I've written a hundred songs since then, and I think that's a lot of songs. A lot of them are repetitive and a number of them are lightweight. But I think I'm pretty prolific.
Do any of your old songs embarrass you now?
I was gonna open this tour with "Blossom," but "Blossom" sort of bothers me. It seems so floral, it seems so cute. Actually, there are so many songs that came after it in that mode that are really a drag.
Did the confessional nature of those songs bother you at the time?
When you write a song, it may come from a personal space, but it very seldom actually represents you. It comes out of a sort of mood of melancholy, somehow. It's almost theatrical.
Where did you pick up the folk guitar?
Well, probably on Martha's Vineyard; I used to go there in the summertime, heard some music there. Someone must've taught me what used to be called Travis picking; I suppose Elizabeth Cotton is probably more to be credited.
When did you first start playing guitar?
I think I was twelve or so. I played the cello from when I was ten, and then I bought a guitar from the father of some friends of mine and played that for a while. And then when I was fourteen or so, I bought a guitar — a real nice one — in Durham, North Carolina, that I worked with up until I was about twenty-five. Then Mark Whitebook built me the guitar I use now.

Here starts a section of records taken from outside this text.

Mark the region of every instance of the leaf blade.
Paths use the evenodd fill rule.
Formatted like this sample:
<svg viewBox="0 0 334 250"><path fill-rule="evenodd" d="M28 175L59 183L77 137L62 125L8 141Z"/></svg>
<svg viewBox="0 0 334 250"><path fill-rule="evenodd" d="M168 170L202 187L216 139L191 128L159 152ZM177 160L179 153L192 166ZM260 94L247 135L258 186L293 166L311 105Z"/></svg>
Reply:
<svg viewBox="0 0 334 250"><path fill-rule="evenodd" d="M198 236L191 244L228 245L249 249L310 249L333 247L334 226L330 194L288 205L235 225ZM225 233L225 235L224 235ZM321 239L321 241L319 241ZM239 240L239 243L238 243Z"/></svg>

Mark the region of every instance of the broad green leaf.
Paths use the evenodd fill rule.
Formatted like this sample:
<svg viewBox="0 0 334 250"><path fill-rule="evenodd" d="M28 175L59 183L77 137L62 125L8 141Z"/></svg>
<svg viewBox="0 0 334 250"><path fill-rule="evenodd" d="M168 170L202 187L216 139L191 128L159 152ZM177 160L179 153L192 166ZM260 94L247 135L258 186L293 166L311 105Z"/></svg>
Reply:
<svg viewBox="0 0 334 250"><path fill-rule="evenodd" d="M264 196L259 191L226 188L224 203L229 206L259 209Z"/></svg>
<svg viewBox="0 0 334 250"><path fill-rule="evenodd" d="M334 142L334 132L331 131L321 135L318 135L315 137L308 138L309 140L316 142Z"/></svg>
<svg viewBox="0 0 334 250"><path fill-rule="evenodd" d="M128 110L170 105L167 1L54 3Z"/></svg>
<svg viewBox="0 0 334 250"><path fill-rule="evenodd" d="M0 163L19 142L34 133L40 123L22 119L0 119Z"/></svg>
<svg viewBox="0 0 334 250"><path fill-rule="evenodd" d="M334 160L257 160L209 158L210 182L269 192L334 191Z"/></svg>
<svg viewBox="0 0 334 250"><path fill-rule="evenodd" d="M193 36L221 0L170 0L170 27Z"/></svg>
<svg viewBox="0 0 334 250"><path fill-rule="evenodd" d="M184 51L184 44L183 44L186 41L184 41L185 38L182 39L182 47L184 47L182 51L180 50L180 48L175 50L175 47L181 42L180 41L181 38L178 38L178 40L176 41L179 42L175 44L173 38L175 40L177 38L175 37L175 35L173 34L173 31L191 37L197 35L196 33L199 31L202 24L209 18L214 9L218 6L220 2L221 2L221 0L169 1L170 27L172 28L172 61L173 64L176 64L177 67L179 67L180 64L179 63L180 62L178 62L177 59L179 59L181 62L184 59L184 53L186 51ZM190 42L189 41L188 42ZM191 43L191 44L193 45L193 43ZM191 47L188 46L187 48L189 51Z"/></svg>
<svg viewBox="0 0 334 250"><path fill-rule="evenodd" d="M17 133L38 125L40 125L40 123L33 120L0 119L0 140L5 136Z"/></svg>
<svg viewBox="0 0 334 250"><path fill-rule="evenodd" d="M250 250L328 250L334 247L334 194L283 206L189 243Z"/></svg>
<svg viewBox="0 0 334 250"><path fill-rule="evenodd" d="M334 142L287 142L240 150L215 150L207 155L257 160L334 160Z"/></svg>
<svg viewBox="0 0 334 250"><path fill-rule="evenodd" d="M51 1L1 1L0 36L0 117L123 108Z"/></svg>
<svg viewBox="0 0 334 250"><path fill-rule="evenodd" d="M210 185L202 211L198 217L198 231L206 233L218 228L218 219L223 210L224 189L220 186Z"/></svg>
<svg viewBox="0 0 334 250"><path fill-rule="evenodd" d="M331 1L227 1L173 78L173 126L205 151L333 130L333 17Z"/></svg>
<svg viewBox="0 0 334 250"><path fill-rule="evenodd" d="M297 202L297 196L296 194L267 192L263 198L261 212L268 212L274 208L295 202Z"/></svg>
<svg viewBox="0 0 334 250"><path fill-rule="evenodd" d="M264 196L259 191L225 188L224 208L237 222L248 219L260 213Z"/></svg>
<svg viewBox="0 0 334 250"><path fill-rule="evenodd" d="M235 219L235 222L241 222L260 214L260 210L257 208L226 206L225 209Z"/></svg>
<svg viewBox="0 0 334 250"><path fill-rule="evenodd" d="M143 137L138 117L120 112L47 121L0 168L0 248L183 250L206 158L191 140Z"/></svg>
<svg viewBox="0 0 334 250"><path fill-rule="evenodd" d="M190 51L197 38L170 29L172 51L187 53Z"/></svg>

When did you start playing rock & roll?
Gee, I suppose I started playing rock & roll when I was thirteen. Kooch [Danny Kortchmar] started to show me a few loose changes and played me some Lightnin' Hopkins and Muddy Waters and John Lee Hooker and stuff like that. I suppose that was the start of it. But my brother Alex had a pretty educated ear. He went out and listened to as much as he could, and I think he probably got me started as much as Kooch did. And then Kooch and I played blues for a while — or we attempted to play blues. And then I had a band with my brother Alex down south, and we just played whatever hits were around there, played on weekends and whatever gigs we could get.
When did you hook up with Flying Machine?
Well, let's see, I went down to New York in 1966 and saw Kooch, and he said, "Why don't we try this?" I was with my friend Zach Weisner, who is a bass player, and we decided to do some rehearsing. Kooch had been with Joel O'Brien, who drummed in the King Bees. And Joel also showed me a lot of stuff — I had never known much jazz before.
How did you meet your producer, Peter Asher?
Kooch had worked with Peter and Gordon on an American tour as a member of the backup band, and I was in London to do some traveling and to take it easy, and I'd hoped to be able to sing some small clubs here and there and just make my way through Europe. But it wasn't as easy as I through it might be. You had to have papers and had to worry about immigration, and I got more and more interested in making a record, a solo album. I went to a little two-track studio in Soho and made an album for eight pounds. I bought forty-five minutes of time and made forty-five minutes of music. And then I double-tracked a lot.